You must maintain digital records of business income and expenses throughout the year using MTD-compatible software. Spreadsheets alone are not enough unless they are connected to HMRC through an approved bridging solution. Xero, QuickBooks, and FreeAgent are all common MTD-compatible options.

Good digital records are more than a software subscription. Bank feeds need to be reconciled, invoices and receipts need to be captured with enough detail, private items need to be separated from business transactions, and property or self-employment records need to be organised consistently. If the source records are messy, quarterly reporting only exposes the mess more often.

How to Prepare Before Your Start Date

  • Confirm whether your self-employment and rental income place you in scope.
  • Choose software that fits the size and routine of your records.
  • Move receipts, sales invoices, and bank transactions into a repeatable digital process.
  • Decide who will review coding, reconcile accounts, and submit updates.
  • Use the first quarters to identify missing information before year end.

What Are the Penalties for Non-Compliance?

HMRC is introducing a points-based penalty system for late submissions. Missing quarterly updates can build penalty points until a financial penalty is triggered. Late payment of tax continues to carry separate charges.

The practical risk is not only a penalty. Late or incomplete updates leave you with weaker information during the year and less time to correct records before the final declaration. A small backlog repeated across four quarters can become a much larger clean-up exercise, especially where bank transactions, cash sales, or mixed-use costs need explanation.

How Countify Can Help

  • MTD readiness reviews to confirm whether and when you are in scope.
  • Software setup on Xero, QuickBooks, or FreeAgent.
  • Quarterly update preparation and submission.
  • Year-end final declaration support.
  • Ongoing monitoring as HMRC extends MTD to more taxpayers.

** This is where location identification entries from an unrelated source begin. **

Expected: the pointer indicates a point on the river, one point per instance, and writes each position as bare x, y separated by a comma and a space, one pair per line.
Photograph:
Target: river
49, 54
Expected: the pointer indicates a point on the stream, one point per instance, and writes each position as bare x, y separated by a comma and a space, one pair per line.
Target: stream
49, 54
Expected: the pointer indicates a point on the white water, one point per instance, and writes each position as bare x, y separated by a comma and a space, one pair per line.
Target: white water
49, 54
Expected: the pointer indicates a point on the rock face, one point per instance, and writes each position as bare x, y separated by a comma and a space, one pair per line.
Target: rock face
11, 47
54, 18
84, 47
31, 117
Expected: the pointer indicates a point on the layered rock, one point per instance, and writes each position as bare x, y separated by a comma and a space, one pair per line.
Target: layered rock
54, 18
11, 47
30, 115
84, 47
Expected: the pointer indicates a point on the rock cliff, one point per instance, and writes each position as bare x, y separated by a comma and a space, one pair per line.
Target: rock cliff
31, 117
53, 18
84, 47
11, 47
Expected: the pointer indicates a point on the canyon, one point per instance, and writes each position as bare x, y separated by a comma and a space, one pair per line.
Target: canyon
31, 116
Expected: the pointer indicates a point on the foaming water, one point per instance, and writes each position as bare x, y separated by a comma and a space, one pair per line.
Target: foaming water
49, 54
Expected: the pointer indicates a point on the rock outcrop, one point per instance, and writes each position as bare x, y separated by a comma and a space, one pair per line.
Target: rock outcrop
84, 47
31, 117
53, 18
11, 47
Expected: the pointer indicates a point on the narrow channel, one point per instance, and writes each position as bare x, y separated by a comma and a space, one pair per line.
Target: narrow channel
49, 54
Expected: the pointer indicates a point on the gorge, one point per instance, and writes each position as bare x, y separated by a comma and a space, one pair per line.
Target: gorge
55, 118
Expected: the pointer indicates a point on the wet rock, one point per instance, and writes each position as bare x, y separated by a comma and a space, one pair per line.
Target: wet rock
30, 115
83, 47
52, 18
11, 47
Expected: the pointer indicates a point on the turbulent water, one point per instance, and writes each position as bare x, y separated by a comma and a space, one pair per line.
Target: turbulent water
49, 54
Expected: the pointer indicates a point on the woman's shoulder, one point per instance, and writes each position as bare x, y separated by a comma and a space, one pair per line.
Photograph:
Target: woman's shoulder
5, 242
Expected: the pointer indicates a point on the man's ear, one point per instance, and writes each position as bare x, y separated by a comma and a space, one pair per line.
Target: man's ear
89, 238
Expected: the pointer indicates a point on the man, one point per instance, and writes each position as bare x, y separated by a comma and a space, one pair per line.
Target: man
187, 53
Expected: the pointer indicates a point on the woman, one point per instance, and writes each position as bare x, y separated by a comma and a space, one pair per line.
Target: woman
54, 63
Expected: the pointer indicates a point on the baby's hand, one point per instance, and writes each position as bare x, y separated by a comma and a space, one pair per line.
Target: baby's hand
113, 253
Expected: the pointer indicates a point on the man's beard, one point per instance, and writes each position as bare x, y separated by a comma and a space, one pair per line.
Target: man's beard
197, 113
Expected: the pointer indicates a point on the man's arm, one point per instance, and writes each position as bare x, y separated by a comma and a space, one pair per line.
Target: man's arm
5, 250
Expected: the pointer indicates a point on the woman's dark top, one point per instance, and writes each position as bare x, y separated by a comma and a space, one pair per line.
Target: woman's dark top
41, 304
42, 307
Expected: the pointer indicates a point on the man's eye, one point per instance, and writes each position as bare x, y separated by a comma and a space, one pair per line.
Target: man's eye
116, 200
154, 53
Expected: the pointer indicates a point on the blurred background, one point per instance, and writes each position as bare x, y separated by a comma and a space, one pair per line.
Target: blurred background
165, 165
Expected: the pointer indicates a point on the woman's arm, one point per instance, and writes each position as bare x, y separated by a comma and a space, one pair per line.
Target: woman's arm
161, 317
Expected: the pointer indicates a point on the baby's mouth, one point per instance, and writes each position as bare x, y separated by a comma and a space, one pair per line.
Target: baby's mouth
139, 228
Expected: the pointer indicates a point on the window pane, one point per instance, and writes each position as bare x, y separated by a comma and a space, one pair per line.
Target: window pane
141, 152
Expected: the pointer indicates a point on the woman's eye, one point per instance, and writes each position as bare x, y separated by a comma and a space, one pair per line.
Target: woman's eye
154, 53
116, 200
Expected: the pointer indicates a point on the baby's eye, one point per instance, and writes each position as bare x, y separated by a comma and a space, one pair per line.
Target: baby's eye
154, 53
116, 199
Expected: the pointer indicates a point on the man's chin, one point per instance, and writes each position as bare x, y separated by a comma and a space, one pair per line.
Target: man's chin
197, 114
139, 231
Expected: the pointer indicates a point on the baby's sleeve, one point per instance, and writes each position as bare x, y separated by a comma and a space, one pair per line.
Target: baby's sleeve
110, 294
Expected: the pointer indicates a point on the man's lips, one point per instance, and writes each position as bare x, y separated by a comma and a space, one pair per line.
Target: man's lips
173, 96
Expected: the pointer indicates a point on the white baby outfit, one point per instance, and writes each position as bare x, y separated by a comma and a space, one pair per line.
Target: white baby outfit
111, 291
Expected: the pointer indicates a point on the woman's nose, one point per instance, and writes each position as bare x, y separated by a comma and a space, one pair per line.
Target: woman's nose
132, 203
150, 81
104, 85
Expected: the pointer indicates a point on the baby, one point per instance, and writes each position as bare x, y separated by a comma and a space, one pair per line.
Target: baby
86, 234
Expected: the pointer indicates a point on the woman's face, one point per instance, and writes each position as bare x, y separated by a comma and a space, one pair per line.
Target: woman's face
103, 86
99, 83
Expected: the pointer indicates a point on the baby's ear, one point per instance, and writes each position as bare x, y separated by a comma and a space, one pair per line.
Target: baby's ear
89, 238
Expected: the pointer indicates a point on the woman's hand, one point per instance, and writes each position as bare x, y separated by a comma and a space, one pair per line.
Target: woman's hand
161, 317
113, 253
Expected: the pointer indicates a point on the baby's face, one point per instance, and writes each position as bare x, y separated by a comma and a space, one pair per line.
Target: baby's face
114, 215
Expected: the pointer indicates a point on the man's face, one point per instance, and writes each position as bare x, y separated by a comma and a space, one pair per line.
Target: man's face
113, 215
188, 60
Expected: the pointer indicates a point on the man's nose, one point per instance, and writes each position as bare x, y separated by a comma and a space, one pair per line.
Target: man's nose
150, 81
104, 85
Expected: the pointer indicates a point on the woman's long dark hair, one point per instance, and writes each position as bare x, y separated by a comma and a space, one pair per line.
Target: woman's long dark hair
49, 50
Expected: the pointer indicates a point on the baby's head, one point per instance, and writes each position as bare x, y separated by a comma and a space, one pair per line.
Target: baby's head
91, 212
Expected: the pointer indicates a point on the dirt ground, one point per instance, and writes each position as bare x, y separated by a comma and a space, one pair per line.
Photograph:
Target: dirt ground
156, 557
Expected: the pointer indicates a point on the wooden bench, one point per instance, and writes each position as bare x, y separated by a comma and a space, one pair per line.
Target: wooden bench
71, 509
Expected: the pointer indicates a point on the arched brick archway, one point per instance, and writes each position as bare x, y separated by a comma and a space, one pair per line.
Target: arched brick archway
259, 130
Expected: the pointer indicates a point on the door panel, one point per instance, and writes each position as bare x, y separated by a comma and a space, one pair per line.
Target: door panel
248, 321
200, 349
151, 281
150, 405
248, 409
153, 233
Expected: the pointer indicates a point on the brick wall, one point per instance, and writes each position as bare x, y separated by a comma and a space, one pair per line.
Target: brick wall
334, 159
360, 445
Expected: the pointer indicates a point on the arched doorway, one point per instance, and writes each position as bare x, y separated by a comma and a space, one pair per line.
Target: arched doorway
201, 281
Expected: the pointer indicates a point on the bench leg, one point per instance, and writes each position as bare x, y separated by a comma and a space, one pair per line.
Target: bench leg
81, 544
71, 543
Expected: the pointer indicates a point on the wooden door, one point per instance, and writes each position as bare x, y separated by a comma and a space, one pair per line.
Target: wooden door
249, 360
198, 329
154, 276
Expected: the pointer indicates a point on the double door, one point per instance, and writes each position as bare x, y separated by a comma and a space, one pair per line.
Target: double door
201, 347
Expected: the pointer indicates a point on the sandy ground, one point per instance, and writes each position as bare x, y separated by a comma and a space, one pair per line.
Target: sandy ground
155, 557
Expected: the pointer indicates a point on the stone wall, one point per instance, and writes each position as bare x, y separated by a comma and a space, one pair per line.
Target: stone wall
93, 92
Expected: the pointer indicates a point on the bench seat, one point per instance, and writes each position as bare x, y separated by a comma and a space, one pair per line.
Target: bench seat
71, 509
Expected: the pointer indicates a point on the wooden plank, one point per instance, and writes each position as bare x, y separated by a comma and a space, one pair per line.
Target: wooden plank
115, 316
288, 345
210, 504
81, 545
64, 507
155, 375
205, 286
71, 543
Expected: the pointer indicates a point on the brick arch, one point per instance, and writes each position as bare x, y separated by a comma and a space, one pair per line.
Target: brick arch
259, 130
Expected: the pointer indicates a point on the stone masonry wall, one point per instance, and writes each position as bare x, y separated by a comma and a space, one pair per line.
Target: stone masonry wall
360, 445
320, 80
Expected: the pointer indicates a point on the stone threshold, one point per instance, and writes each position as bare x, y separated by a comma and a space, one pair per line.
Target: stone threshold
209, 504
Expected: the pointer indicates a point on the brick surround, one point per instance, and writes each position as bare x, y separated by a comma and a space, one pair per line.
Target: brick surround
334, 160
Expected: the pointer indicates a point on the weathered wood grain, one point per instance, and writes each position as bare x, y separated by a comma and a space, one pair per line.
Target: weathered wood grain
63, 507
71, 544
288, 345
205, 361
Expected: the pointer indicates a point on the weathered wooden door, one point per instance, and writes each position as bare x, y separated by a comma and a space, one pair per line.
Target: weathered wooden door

For Glasgow sole traders and landlords who already use cloud bookkeeping, preparation may be a matter of checking the workflow and permissions. For those still relying on paper, disconnected spreadsheets, or year-end reconstruction, the work is larger. Starting with a readiness review means the change can be planned in stages instead of rushed when the first update is due.

A quarterly routine can also improve decision-making. When records are reviewed regularly, you have a better view of sales, costs, cash set aside for tax, and information still missing from the file. That does not remove the need for year-end advice, but it gives both client and accountant cleaner material to work with.

Good preparation makes the first submission feel planned rather than experimental.